But, more commonly, it means bastard, evil person... for instance, a cheated girlfiend, a student referring to a bad teacher, and so on... says it in this meaning.


----------



## sweet_cate

Il termine "stronzo" è molto dispregiativo e indica una persona che si è comportata o si comporta molto male. Nessuno pensa più al significato letterale della parola quando la sente, forse per questo è molto usata.

E' il termine volgare più efficace per indicare una persona che inganna, abusa o manipola o usa gli altri, un misto di cinismo e di cattiveria pura, insomma.
Una persona che può essere davvero dannosa quindi, e da cui è meglio stare alla larga o che si merita di essere trattato male perchè è potenzialmente pericolosa per chiunque,  perchè è una persona che non ha rispetto degli altri suoi consimili.
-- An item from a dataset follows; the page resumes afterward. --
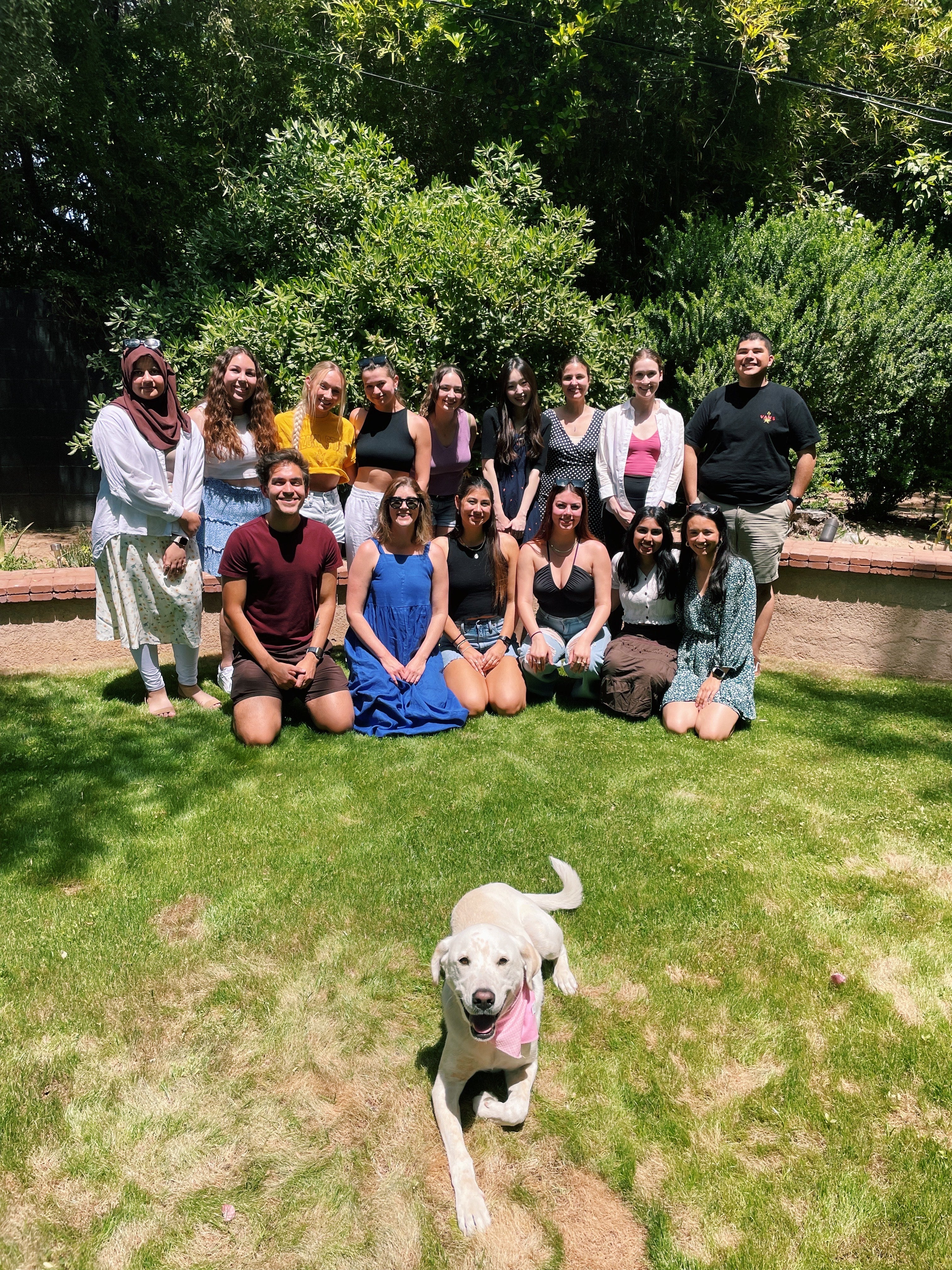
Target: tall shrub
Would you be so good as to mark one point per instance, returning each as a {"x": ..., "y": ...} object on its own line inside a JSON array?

Capite bene che piuttosto che raccontare tutto questo di una persona è molto più veloce e pratico dire semplicemente "E' uno stronzo/è una stronza". Ripeto, dimenticando il significato puro e originario del termine.

La stessa cosa dicasi quando si sente dire "XXXX è una merda". ("XXXX is a shit").

Vuol dire semplicemente il livello più basso degli esseri umani, una persona di cui è meglio non fidarsi in assoluto.

Peraltro è molto difficile che sia usata "di fronte" alla persona di cui lo si pensa, se si arriva a questo vuol dire che si è arrivati ad un livello di insulti che precede probabilisticamente la rissa, i pugni e il desiderio di fare male fisicamente a chi ti dice queste parole.

Meglio usarle (se proprio si deve) con molta parsimonia quindi, pur nella consapevolezza che persone che si comportano così biecamente e a livelli così infimi  purtroppo esistono e si possono incontrare in qualsiasi continente.

Saluti. Ciao.  


Ps. Attenzione!! Può essere usata anche in termini scherzosi tra amici, ma bisogna che si sappia "a priori" che chi te lo dice non lo pensa veramente, che è solo un'esagerazione per prenderti in giro insomma. Altrimenti, se detta seriamente, può portare le conseguenze negative di cui parlavo sopra.


----------



## Hillbilly

Long before I began studying Italian, I learned the word “stronzo” from an Elmore Leonard crime novel about some Mafia characters.  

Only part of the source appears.